Spark SQL:
SparkSQL is a Spark module for Structured data processing.
One use of SparkSQL is to execute SQL queries using a basic SQL syntax.
There are several ways to interact with Spark SQL
including SQL, the dataframes API,dataset API.
The backbone for all these operation is Dataframes and SchemaRDD.
DataFrames
A dataFrame is a distributed collection of data organised into named columns. It is conceptually
equivalent to a table in a relational database.
SchemaRDD
SchemaRDDs are made of row objects along with the metadata information.
Spark SQL needs SQLcontext object,which is created from existing SparkContext.
Steps for creating Dataframes,SchemaRDD and performing some operations using the sql methods provided by
sqlContext.
Step 1:
start the spark shell by using the following command.
./bin/spark-shell
Step-2:
import the following packages:
SQLContext entry point for working with Structured data:
val sqlContext = new org.apache.spark.sql.SQLContext(sc)
Below is used to implicitly convert an RDD to a
DataFrame
import sqlContext.implicits._
Import SparkSQL data types and Row:
Import org.apache.spark.sql._
Step-3
load the data into a new RDD
val data = sc.textFile(“Youf file name”)
Step-4
Define the schema according to your dataset using a case
class
For example your dataset contains product id,product name and product rating then your schema should be
defined as:
case class Product(productid:Int, product_name: String, product_rating: Int);
If you want to check your schema you can use printSchem(), it prints the schema to the console in a tree format.
Step-5
Create an RDD of product objects
val productdata = data.map(x=>x.split(“,”)).
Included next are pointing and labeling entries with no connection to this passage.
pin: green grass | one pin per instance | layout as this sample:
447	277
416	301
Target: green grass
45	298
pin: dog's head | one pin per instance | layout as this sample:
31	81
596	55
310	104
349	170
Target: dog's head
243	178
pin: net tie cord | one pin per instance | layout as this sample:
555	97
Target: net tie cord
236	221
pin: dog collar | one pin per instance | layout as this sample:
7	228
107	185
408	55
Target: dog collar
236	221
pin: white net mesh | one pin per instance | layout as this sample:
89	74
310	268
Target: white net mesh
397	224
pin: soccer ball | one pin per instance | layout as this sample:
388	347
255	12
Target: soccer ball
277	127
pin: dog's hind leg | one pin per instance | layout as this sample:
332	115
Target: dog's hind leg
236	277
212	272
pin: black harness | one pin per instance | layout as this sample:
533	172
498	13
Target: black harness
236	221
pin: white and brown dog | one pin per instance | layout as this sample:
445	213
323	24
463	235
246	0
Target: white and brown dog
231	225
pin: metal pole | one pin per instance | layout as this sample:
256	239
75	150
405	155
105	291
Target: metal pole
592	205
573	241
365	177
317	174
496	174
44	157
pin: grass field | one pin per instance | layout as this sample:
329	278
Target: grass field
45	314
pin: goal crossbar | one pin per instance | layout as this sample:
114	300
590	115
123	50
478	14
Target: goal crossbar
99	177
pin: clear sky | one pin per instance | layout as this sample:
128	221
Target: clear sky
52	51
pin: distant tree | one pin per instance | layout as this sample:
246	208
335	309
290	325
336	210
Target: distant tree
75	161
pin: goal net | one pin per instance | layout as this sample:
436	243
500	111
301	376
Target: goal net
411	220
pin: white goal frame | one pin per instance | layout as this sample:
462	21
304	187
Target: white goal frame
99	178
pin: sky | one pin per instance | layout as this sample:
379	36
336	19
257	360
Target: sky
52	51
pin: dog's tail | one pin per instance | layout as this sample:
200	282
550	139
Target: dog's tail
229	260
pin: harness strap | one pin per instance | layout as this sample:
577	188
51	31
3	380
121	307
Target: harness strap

map(p=>Product(p(0).toInt,p(1),p(2).toInt))
Step-6
change productData RDD of Product objects to a
DataFrame.
A DataFrame is a distributed collection of data
organised into named columns. SparkSQL support
automatically converting an RDD containing case classes
to a DataFrame with the method toDF():
val product = productData.toDF()
Step-7
Explore and query the product data with Spark DataFrames
DataFrames provide a domain-specific language for
structed data manipulation in Scala,Java,Python.
Check the basic practical of sparkSQL for examples.
Step-8
Register the dataFrame as a temp table
ex:
product.registerTempTable(“product”)
Now execute the sql statement
ex:
val results = sqlContext.sql(“select * from Product”);
results.show()